Not the case for the rest of the country, who appear to have been reduced to apathy about the whole exercise. We have a very low turnout predicted, few of the great and good putting themselves up as candidates, confusion over funding for prospective candidates and an obscene budget - estimated to be £75 million - to make the whole thing happen. This makes for an interesting democratic exercise and one likely to be hailed as a lesson in how not to do it. And all this about a subject, law and order, that we are told is the number-one priority and concern of every citizen.
The PCCs are a good idea, but poorly executed and at the wrong time. In terms of policy, the Government are right to allow people a say in how their local area is policed, and to provide someone they can hold to account. Taking the glass-half-full approach there is much to be celebrated.
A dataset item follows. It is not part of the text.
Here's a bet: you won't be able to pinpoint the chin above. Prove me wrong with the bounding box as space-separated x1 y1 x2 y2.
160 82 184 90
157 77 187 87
At the stroke of a statutory pen elected PCCs have rid us of the swathes of unnecessary bureaucracy and expense that were associated with the old Police Authorities. Gone will be the complex committee structures which all too often impeded decision-making. Chief Constables and Commissioners can now hire his or her own team, rather than have a senior team foisted upon him/her by whatever peculiar selection process had been put together. Chiefs up and down the land can now form a proper CEO - Chairman relationship with their newly elected and mandated PCC and look to him or her for counsel and direction in areas such as local priorities and management of the budgets. The jury is still out as whether the new one-to-one relationship will improve transparency and accountability for decision-making, but in theory, freed from all the old encumbrances, Chiefs can just get on with the job they have been paid to do, to reduce and prevent crime. Sounds like a brilliant idea, doesn't it?
Sadly, I fear not. The concept of elected PCCs may look good on paper but, as with all strategies, the absence of a well-thought-through implementation plan and an acknowledgement of the reality of the operating context means that we may be sleepwalking into a fiasco. Enough has been written about the (now) lukewarm political support from No 10, the poor quality of some of the candidates, the absence of a genuine campaign to enlighten the public, and how this whole exercise is going to politicise the police. All this, said Ian Blair, with his customary tact and media savviness, was enough for him to encourage people not to vote at all. As ever, two wrongs don't make a right, and the ministerial slapping that came his way afterwards was probably deserved.
No, the real problem is that PCCs are going perpetuate the fallacy that policing takes place in vacuums; that criminals recognise the artificial boundaries drawn on maps many years ago to differentiate regions, authorities and wards. At the very time that police forces across the country need to collaborate more, to share scarce resources and prioritise efforts against the targets causing most harm, we have the prospect of artificial drawbridges being pulled up and PCCs demanding that assets are ring-fenced for their priorities. We also have the parallel issue of a government trumpeting the cause of a new National Crime Agency with powers, for the first time, to direct resources from local forces to an identified priority elsewhere. You simply cannot see PCCs supporting such requests when their own force is not the beneficiary.
Stuck in the middle of all this, between a rock and a hard place, is the poor old Chief Constable. Hired by the PCC and locked for the term in a death embrace with the elected incumbent, at any one time trying to satisfy local needs whilst having to maintain a corporate eye on regional and national requirements. Mark my word, in a couple of years' time most will be yearning for a return to the good old days of Police Authorities and their endless committees.